Alan Armenta (esq.) e Alexis López (dir.) levaram a medalha de ouro em Toronto 2015
Desde Indianápolis 1987, apenas dois remadores já conquistaram o bicampeonato da categoria. O cubano Yunior Pérez foi o primeiro a alcançar o feito ao levar o ouro em Santo Domingo 2003 e no Rio de Janeiro 2007, ao lado de Armando Arrechavaleta e Eyder Batista, respectivamente. Além disso, também assegurou a prata em Guadalajara 2011. Na ocasião, foi derrotado pelo mexicano Alan Armenta (formou dupla com Gerardo Sánchez), que faturou o título das últimas duas edições do Pan e igualou o desempenho do adversário. Em Toronto 2015, também confirmou o primeiro lugar juntamente com Alexis López.
Nossos pódios

Thiago Gomes e José Carlos Sobram também participaram da Olimpíada de Atenas 2004
Ao longo da história do skiff duplo peso leve masculino nos Jogos Pan-Americanos, o Brasil só marcou presença no pódio em uma oportunidade. A dupla formada por José Carlos Sobral e Thiago Gomes teve bom rendimento em Santo Domingo 2003 e brigou diretamente pela primeira posição, mas voltou da República Dominicana com a medalha de prata. Na ocasião, o título ficou com a equipe cubana.
Medalhistas
| ANO | |||
|---|---|---|---|
| 1987 | Brian Thome John Murphy |
Jorge Lamo Federico Querin |
Robert Dreher Michael Dreher |
| 1991 | Aleman Alexis Arias |
Jorge Lamo Federico Querin |
Peter Borowski Mike Hindery |
| 1995 | Barry Klein Christopher Schulten |
Raúl León Alexis Arias |
James Brambell Reuben Thompson |
| 1999 | Sebastián Massa Ulf Lienhard |
Andrew Bordon Kyle Warrington |
Armando Arrechavaleta Raúl León |
| 2003 | Yunior Pérez Armando Arrechavaleta |
José Carlos Sobral Thiago Gomes |
Sebastián Massa Ulf Lienhard |
| 2007 | Eyder Batista Yunior Pérez |
Rich Montgomery Andrew Liverman |
Félipe Leal Miguel Cerda |
| 2011 | Alan Armenta Gerardo Sanchez |
Yunior Pérez Eyder Batista |
Travis King Terence McKall |
| 2015 | Alan Armenta Alexis López |
Colin Ethridge Austin Meyer |
Raul Hernandez Liosbel Hernández |
Quadro de medalhas
| Posição | País | Total | |||
| 1 | 3 | 2 | 2 | 7 | |
| 2 | 2 | 0 | 0 | 2 | |
| 3 | 1 | 2 | 2 | 5 | |
| 4 | 1 | 2 | 1 | 4 | |
| 5 | 1 | 1 | 2 | 4 | |
| 6 | 0 | 1 | 0 | 1 | |
| 7 | 0 | 0 | 1 | 1 |
O esporte

As provas de remo são disputadas no sistema de eliminatória, contando com repescagem, semifinal e final. As distâncias percorridas nas provas são de dois mil metros. As raias, com largura padrão recomendada pela FISA, têm 13,50 metros de largura e profundidade entre 3 e 3,50 metros.

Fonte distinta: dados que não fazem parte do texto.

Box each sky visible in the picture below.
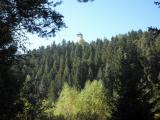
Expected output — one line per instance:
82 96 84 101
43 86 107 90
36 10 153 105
27 0 160 49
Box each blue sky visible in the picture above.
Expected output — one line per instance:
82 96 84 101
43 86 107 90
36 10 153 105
28 0 160 49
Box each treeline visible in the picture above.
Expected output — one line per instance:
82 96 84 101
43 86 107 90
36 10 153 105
19 30 160 120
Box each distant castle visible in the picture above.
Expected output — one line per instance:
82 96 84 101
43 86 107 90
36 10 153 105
76 33 86 44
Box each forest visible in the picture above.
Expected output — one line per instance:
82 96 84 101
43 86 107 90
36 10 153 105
15 30 160 120
0 0 160 120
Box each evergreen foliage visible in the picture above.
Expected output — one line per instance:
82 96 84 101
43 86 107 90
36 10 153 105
21 30 160 120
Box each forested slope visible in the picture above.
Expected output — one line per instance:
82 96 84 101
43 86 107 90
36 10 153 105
22 30 160 120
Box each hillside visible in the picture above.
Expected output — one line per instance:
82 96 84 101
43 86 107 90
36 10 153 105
22 30 160 120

Os barcos utilizados para as competições são constituídos por um, dois, quatro ou oito remadores. Quando são oito remadores, é obrigatório ter um timoneiro. Ele é um integrante que não rema, mas é o responsável por orientar e incentivar a sua equipe durante as provas. Cada remador pode conduzir o barco utilizando um ou dois remos dependendo do tipo de barco. O formato do remo varia conforme a modalidade. Em algumas provas são utilizadas remos de até 4 metros. (Reprodução/Casal Travinha)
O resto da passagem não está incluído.